Since ELabNYC's inception in 2012, it is estimated that 210 new jobs have been created and approximately $16.8 million in wages are earned annually by the companies that move through the program. We hope to encourage that same economic growth within Connecticut.

Q. You recently announced your second accelerator class. Can you tell us about the selected companies?

A. We are really excited about this new diverse class of bioscience ventures. This year's cohort brings unique products and services that will advance the fields of biotech, pharmaceutical, medical device, diagnostics and digital health.

The selected startups were chosen via an extensive screening and interview process by an elite advisory team, consisting of leading scientists, active investors and business strategists. They are evaluated based on metrics such as strength of the team, fundability by investors, uniqueness of insights into the problems they are solving and their capacity to impact lives.

The ventures will follow a rigorous curriculum of entrepreneurship education and intensive customized networking to build their ventures during the six-month-long program.

Q. How many companies were in the first accelerator? What were the results of the first accelerator?

A. We accepted 12 ventures into both the first and second cohorts and 11 ventures completed the first cohort. In the first cohort, two ventures collectively raised more than $4.5 million of seed funding; three ventures received their first customer sales during the program; and 100 percent of the ventures that graduated incorporated by the end of 2018.

Q. What is Design Technologies' role in the accelerator program?

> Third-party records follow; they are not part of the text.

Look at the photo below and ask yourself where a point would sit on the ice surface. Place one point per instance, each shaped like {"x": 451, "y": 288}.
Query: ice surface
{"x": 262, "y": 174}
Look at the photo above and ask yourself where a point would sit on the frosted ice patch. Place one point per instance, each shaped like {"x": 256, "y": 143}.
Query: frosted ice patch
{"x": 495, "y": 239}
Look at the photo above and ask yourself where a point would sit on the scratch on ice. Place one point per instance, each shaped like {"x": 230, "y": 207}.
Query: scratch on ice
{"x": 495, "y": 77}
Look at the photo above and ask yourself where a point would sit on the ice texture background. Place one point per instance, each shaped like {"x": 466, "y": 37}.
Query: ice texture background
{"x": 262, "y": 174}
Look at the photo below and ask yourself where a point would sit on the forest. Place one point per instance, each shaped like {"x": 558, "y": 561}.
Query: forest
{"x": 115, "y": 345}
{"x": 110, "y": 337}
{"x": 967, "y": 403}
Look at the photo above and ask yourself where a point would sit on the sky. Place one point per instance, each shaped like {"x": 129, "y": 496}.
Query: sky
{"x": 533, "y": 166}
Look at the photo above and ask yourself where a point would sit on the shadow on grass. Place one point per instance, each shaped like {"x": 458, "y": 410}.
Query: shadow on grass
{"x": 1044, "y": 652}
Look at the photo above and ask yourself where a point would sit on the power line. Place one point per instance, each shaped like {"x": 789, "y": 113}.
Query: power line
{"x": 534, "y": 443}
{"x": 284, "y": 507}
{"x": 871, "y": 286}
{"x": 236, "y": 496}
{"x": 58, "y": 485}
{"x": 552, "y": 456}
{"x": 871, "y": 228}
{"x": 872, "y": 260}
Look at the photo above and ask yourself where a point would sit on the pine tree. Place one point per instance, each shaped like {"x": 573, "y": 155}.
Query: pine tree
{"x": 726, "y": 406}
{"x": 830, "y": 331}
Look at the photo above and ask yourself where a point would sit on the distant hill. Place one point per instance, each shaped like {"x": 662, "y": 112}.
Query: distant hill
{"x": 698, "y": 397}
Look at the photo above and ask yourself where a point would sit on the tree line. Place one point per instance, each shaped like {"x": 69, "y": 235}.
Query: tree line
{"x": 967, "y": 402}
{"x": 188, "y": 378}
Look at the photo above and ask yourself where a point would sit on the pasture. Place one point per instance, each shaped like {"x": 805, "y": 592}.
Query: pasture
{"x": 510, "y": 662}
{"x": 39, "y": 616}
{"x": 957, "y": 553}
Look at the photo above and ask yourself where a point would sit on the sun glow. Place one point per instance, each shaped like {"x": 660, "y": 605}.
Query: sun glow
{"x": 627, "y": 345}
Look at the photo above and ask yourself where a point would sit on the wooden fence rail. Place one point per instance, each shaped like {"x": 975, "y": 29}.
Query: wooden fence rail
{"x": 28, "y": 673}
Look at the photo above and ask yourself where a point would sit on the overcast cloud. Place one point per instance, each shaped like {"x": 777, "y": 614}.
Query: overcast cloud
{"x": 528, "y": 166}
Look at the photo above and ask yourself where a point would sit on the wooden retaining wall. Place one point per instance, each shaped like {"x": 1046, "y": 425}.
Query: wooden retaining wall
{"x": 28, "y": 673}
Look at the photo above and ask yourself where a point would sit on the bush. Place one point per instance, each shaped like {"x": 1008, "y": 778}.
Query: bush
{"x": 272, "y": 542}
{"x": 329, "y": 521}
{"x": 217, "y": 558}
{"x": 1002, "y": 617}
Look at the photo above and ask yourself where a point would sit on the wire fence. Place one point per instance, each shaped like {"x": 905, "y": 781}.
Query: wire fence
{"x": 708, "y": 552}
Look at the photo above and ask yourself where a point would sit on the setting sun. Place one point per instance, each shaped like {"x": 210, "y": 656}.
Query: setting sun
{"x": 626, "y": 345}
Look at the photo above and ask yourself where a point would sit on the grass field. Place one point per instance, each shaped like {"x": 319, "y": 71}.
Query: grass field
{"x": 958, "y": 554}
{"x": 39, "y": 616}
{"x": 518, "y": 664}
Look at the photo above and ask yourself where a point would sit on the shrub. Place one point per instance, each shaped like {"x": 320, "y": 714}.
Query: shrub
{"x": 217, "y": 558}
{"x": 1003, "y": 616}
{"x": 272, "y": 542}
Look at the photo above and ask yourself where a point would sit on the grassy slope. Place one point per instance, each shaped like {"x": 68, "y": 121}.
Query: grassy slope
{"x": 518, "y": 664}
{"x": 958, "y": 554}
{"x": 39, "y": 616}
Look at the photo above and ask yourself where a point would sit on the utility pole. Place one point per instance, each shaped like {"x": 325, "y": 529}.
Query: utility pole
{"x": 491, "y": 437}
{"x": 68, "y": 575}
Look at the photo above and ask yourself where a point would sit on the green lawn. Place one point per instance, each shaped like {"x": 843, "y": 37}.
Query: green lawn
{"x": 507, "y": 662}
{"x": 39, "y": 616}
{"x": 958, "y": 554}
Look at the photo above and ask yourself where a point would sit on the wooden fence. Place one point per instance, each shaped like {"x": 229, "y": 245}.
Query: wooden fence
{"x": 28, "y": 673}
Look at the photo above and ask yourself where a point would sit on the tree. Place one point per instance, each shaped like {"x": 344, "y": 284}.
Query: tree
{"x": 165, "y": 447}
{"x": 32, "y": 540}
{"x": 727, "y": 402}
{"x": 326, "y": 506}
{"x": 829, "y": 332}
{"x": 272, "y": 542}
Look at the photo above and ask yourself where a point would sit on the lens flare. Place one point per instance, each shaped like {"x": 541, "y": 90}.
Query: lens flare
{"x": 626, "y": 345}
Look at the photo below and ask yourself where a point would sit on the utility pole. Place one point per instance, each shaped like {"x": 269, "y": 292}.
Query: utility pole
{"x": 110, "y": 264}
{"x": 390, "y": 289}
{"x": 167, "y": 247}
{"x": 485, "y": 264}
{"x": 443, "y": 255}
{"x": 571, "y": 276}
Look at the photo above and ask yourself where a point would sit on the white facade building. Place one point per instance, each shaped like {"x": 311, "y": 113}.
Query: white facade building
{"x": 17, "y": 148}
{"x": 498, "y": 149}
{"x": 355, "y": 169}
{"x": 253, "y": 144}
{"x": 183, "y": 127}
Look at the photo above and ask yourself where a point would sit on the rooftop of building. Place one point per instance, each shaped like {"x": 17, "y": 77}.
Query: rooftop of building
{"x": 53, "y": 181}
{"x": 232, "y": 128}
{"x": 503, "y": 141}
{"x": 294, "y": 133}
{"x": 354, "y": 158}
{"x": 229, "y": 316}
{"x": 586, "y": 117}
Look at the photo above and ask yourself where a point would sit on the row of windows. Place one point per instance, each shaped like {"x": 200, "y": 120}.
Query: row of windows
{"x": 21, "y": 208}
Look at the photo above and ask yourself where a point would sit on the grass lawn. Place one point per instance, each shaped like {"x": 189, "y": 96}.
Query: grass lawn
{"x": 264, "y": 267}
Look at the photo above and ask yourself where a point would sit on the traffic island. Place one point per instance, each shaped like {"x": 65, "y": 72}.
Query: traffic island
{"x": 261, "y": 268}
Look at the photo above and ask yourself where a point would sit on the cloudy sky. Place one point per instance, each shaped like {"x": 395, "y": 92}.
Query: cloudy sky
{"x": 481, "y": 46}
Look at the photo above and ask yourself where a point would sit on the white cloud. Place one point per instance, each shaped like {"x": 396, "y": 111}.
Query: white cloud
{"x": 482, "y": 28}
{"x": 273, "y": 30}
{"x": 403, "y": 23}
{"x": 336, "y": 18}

A. Design Technologies helps build emergent intellectual property-focused ventures. Design Technologies manages the top three biosciences accelerator programs in the Metro New York area: ELabNYC, Next Milestone and ABCT. We develop the program content, bring together a team of highly skilled mentors and entrepreneurs from our networks and connect to our program participants.

Q. One concern about Connecticut's bioscience industry is that it's spread out across the state. There are hubs in New Haven, Farmington and even along the coast line. Does the lack of a major bioscience center hurt the industry's ability to grow in the state?

A. While it may seem spread out, relatively speaking, Connecticut is a small state, with the maximum distance between bioscience hubs of less than 70 miles, which is a strength of the state.

The ABCT program leverages hubs, holding program activities at university and corporate locations in New Haven, Farmington, Groton and Stamford. In contrast, 500 miles separate La Jolla from Palo Alto. We have an intimate community of highly educated researchers who draw from each other and have contributed in major ways to the advancement of science.

In addition, Connecticut benefits from its proximity to other major metropolitan and biotech hubs, including Boston and New York, with the benefit of high-quality education and lower real estate prices.